Editorial
Tim Dooley Rivers and Mountains
In Jane Campion’s atmospheric period romance, Bright Star, John Keats considers the critical response to his 1820 volume Lamia, Isabella, The Eve of St. Agnes, and Other Poems. Enthusiastic notices by friends and a few neutral reviews are placed alongside the long infamous character assassination of the quarterlies. Keats could weigh in the balance the notion that he would be ‘among the English poets when I die’ with a sense that his name was one ‘writ in water’. In a matter of decades Keats’s reputation was secure.

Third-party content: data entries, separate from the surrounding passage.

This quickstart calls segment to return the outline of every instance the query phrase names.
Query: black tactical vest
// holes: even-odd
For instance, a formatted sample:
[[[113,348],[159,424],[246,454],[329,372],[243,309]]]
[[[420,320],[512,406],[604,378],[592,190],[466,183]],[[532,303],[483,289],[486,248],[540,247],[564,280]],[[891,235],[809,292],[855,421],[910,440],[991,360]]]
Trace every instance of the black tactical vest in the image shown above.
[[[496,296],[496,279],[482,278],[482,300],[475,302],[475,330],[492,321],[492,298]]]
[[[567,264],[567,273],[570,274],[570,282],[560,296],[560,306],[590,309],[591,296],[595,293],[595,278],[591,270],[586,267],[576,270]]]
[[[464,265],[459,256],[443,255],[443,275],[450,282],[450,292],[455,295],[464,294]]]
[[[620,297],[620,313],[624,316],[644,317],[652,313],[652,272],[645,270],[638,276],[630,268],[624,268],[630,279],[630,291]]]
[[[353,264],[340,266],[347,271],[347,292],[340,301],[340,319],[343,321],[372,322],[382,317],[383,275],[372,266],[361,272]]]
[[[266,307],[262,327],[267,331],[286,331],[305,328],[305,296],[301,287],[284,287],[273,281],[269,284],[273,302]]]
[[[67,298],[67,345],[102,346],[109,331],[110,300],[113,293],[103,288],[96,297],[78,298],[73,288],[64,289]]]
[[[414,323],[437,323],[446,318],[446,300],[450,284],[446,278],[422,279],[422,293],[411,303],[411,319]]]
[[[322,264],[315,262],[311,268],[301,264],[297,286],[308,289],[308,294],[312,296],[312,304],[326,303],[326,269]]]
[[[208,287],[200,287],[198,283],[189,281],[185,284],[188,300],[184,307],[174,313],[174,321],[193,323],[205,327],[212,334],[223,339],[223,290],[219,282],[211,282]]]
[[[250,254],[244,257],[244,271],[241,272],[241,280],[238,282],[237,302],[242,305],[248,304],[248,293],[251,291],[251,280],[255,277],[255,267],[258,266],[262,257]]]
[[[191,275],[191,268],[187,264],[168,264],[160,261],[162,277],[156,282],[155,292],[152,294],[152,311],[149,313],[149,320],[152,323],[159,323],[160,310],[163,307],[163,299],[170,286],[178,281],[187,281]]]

He had passed ‘the test of time’, a process touched on in a more recent context in Dennis O’ Driscoll’s collection of interviews with Seamus Heaney, Stepping Stones (reviewed in Poetry London last spring):
It’s a matter of word of mouth between practitioners. It starts small, with the inner circle of contenders. Who’s the good one out there? In poetry in particular, an ancient and sacred art, the word ‘poet’ still has an aura – that’s why people want it so much. Maybe I’m talking idealistically; but I do believe that published poets have a responsibility to the unpublished poets in a way that novelists don’t. It’s a sacred charge; and that’s why the selection process is independent almost of the marketing process or the reputation game.

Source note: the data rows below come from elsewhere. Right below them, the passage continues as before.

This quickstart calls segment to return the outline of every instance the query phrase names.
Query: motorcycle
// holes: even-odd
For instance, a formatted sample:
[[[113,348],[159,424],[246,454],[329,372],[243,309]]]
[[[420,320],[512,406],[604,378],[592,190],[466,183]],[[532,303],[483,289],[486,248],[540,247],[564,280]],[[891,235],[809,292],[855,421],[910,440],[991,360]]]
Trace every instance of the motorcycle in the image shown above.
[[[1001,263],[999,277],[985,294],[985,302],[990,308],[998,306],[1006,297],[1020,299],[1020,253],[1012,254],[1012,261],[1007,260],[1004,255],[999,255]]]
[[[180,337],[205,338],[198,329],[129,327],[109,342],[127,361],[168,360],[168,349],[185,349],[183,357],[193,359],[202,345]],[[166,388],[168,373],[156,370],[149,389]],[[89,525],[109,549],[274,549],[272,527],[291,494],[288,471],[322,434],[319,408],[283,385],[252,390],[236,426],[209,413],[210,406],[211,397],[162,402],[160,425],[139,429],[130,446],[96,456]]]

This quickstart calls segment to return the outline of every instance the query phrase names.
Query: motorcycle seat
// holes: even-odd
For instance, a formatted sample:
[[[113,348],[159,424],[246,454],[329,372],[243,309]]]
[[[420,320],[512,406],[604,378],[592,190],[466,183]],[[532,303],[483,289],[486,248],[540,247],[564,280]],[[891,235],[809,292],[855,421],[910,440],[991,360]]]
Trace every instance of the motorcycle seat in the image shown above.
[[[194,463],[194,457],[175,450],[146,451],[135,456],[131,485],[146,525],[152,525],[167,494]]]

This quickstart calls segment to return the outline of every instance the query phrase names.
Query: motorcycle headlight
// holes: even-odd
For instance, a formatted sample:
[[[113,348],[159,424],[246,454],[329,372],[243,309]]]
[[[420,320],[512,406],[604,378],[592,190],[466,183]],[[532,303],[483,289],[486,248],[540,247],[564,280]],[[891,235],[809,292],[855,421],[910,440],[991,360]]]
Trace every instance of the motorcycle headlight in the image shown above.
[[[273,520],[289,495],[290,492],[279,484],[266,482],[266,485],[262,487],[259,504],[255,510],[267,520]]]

Heaney’s vision of a spontaneous election by the coming poet’s peers is characteristically noble and generous. It’s a process that the comparatively recent annual round of prizes and awards for poetry seeks to formalize, sometimes with mixed results. The fly in the ointment is, of course, that ‘inner circle of contenders’. To some, outside the circle, this apparently natural process amounts to unelected electors fast-tracking figures formed in their own image, an accusation that can easily and sometimes accurately be caricatured as the envy of the less talented. As often in cases of mutual suspicion, those inside and outside may be prisoners of unhelpful metaphors. Poets should know better, yet remain captivated by figurative ‘eminences’, ‘peaks’ and (worst of all) ‘career ladders’.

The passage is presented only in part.